De acordo com pt.wedoany.com-O governo português anunciou um subsídio de 1.260 euros por cada autocarro licenciado para operadores privados de transporte público de passageiros, a fim de fazer face às pressões operacionais decorrentes do recente aumento dos preços dos combustíveis. A medida foi publicada esta segunda-feira no Diário da República.

Especificamente, este subsídio é um apoio adicional temporário, destinado a veículos pesados das categorias M2 e M3 autorizados a prestar serviços de transporte público de passageiros, no valor de 420 euros por mês, durante três meses, pago de uma só vez. Os veículos candidatos devem possuir um certificado de inspeção periódica obrigatória válido e estar em situação regular no registo do Instituto da Mobilidade e dos Transportes (IMT). O montante total máximo deste subsídio é de 15 milhões de euros, suportado pelo Fundo Ambiental, cabendo ao IMT a verificação da elegibilidade e o pagamento.
O decreto foi assinado pelo Ministro de Estado e das Finanças, Joaquim Miranda Sarmento, pela Ministra do Ambiente e da Energia, Maria da Graça Carvalho, e pela Secretária de Estado da Mobilidade, Cristina Maria dos Santos Pinto Dias. O documento refere que esta medida visa responder a uma "situação de rutura de mercado", citando a cláusula: "Consideramos que ocorreu uma rutura de mercado, dado o aumento acentuado dos preços dos combustíveis desde finais de fevereiro, devido ao conflito armado no Médio Oriente." Nos últimos meses, o agravamento das tensões geopolíticas no Médio Oriente, o encerramento do Estreito de Ormuz e a volatilidade dos mercados internacionais pressionaram os preços do petróleo, levando a um aumento significativo dos preços dos combustíveis.
O documento salienta que os operadores de transporte público de passageiros, especialmente os que operam ao abrigo de contratos de serviço público, estão sujeitos a obrigações contratuais rigorosas, devendo manter a oferta, a frequência e o nível de serviço estabelecidos, independentemente das variações cíclicas dos custos operacionais.
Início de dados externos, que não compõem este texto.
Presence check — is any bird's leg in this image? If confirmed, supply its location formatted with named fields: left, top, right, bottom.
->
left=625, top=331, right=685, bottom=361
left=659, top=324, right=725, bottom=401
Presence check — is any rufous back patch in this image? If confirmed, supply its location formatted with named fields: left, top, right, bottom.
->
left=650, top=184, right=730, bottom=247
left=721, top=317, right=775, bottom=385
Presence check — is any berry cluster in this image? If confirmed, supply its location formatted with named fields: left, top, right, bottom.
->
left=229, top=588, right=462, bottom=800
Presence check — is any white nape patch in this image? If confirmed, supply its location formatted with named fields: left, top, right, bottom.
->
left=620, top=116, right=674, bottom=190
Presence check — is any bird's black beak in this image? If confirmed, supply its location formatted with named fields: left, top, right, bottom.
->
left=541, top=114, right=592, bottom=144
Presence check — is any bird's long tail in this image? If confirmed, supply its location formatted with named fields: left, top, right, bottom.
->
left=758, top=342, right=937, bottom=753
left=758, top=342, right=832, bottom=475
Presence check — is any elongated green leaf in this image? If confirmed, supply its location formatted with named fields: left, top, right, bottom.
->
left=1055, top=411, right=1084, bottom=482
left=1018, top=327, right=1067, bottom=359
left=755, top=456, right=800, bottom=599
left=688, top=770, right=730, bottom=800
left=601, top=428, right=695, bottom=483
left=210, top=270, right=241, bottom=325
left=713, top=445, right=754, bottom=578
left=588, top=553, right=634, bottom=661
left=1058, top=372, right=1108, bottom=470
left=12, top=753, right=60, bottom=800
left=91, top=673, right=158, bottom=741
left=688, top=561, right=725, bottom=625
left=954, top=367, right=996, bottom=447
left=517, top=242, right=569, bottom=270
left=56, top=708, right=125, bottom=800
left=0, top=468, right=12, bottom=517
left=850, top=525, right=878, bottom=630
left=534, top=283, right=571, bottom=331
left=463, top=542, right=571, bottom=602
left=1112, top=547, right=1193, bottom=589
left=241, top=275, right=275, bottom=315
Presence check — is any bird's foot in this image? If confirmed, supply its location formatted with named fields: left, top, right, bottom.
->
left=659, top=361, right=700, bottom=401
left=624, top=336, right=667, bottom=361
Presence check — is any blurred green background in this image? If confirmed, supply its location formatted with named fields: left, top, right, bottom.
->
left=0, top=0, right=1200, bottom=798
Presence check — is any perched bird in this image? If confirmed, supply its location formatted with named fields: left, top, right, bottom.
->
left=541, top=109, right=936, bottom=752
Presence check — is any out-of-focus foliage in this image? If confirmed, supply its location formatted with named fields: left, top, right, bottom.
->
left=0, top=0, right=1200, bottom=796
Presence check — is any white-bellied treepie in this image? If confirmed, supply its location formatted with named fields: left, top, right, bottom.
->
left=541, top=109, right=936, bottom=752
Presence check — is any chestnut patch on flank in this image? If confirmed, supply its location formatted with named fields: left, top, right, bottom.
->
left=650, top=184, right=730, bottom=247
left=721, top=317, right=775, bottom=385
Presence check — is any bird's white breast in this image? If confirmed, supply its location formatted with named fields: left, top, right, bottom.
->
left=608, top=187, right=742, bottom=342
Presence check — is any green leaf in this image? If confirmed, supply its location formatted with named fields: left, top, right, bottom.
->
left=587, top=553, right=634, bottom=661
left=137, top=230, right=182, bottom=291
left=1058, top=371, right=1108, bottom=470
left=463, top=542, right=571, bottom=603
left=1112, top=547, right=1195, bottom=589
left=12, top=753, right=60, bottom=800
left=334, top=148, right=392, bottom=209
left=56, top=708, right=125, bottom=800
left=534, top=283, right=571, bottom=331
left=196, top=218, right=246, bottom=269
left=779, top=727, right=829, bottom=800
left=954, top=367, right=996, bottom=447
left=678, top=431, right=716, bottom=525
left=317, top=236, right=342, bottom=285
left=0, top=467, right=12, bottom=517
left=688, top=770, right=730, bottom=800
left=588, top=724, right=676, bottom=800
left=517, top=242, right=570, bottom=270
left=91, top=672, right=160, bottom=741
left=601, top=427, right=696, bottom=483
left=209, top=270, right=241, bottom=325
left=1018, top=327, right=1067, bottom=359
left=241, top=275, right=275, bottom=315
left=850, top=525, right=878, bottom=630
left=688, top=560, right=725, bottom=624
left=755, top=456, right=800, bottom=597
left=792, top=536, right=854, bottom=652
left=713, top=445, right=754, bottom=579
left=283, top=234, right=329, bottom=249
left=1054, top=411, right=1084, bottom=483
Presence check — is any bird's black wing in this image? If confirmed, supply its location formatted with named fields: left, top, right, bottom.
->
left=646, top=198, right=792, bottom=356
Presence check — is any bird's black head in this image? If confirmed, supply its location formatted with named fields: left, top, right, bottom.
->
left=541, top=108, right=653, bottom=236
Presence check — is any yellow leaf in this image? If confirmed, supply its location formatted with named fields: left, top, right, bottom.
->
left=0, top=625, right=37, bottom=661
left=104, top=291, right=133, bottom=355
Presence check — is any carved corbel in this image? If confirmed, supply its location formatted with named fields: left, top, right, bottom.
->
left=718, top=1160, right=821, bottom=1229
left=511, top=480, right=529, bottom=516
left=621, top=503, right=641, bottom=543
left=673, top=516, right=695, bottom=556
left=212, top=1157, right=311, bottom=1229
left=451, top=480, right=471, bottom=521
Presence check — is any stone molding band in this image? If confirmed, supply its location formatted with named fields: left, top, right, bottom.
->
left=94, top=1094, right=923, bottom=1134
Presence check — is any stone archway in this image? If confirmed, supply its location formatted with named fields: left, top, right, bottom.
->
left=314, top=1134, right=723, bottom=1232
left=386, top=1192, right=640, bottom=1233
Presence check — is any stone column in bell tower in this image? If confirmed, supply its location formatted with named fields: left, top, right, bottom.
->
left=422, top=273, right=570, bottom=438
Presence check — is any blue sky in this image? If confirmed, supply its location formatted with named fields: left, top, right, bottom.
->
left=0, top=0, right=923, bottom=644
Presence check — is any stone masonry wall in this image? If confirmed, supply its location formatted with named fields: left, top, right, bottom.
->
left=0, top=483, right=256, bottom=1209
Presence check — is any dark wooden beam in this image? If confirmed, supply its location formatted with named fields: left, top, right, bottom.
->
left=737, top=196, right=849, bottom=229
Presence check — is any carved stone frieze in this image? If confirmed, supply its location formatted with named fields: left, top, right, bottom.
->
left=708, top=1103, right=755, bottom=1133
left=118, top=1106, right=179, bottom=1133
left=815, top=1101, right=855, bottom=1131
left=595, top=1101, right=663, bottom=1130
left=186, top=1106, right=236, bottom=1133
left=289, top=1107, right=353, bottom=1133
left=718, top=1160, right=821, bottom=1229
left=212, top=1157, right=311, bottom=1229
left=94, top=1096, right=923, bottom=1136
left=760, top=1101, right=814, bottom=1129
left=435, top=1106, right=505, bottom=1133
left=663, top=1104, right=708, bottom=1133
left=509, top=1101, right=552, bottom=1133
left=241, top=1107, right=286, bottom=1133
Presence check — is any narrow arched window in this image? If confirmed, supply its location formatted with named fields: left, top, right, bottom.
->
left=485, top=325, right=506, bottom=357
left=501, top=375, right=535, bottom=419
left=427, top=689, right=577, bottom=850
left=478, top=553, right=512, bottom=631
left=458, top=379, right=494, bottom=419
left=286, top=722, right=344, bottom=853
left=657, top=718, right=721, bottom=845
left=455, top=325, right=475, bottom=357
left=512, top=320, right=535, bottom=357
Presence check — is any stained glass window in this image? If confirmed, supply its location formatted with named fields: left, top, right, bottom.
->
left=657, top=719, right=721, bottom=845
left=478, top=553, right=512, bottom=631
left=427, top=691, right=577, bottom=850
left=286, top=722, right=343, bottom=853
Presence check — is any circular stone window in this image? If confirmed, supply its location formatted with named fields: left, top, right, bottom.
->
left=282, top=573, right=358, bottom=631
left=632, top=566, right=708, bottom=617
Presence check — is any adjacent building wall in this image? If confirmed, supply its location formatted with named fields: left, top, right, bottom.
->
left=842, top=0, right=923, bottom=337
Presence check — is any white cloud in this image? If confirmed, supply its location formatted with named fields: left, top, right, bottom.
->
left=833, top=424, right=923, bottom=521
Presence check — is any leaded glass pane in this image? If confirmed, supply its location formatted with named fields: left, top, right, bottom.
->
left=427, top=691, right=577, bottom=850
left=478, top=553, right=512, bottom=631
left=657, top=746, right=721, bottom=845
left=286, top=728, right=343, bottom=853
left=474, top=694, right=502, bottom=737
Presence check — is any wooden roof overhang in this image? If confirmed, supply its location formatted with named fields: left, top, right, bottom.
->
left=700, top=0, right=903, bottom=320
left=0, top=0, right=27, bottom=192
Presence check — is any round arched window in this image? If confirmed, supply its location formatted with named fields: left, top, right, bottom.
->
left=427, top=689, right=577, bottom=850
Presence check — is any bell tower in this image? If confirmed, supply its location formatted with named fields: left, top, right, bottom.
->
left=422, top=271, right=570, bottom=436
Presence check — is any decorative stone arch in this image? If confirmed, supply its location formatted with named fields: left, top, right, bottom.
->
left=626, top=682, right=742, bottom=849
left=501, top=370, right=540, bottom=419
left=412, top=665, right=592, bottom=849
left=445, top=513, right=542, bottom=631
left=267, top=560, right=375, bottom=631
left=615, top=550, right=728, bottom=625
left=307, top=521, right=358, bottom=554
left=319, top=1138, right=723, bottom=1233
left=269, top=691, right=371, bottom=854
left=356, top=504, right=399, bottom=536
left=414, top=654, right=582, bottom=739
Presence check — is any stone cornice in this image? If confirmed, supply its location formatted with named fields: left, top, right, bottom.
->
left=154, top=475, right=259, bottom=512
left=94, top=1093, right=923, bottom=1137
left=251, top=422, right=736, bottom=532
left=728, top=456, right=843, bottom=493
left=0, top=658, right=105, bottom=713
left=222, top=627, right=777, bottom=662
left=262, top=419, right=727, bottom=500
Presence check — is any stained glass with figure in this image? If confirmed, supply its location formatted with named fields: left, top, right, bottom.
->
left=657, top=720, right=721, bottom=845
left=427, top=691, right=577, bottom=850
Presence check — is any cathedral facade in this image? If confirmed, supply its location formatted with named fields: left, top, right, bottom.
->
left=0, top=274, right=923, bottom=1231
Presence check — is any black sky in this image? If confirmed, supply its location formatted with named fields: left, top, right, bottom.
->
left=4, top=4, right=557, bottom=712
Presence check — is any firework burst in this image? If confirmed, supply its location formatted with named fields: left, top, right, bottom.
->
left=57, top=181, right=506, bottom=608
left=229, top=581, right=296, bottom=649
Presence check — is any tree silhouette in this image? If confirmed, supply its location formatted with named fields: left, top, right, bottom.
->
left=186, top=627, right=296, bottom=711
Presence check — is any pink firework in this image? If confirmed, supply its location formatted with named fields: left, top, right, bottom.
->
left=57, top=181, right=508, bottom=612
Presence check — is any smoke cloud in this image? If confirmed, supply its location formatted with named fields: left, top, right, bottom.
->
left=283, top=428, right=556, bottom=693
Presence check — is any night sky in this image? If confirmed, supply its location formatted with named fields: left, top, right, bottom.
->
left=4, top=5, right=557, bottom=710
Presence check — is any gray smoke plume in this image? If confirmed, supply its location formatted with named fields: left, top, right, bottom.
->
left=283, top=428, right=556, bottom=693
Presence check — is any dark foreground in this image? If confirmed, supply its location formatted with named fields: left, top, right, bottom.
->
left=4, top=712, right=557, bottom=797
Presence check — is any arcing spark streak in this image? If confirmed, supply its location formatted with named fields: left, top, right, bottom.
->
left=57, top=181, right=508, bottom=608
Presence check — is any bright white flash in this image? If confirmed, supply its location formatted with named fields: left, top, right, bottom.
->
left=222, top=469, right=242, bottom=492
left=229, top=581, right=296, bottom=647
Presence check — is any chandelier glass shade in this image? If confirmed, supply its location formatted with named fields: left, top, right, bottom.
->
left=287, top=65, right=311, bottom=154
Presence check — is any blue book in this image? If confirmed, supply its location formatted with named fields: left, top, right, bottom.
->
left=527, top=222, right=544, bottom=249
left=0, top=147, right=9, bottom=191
Estes contratos de natureza fixa não permitem a transferência do aumento de custos para os preços dos bilhetes, nem a redução unilateral dos serviços. Os operadores interessados devem apresentar a candidatura ao IMT. Este subsídio é um financiamento adicional ao já atribuído este ano ao Programa Incentiva+TP. Caso o montante total das candidaturas elegíveis exceda o limite de 15 milhões de euros, o IMT ajustará proporcionalmente o montante atribuído a cada beneficiário dentro do limite orçamental.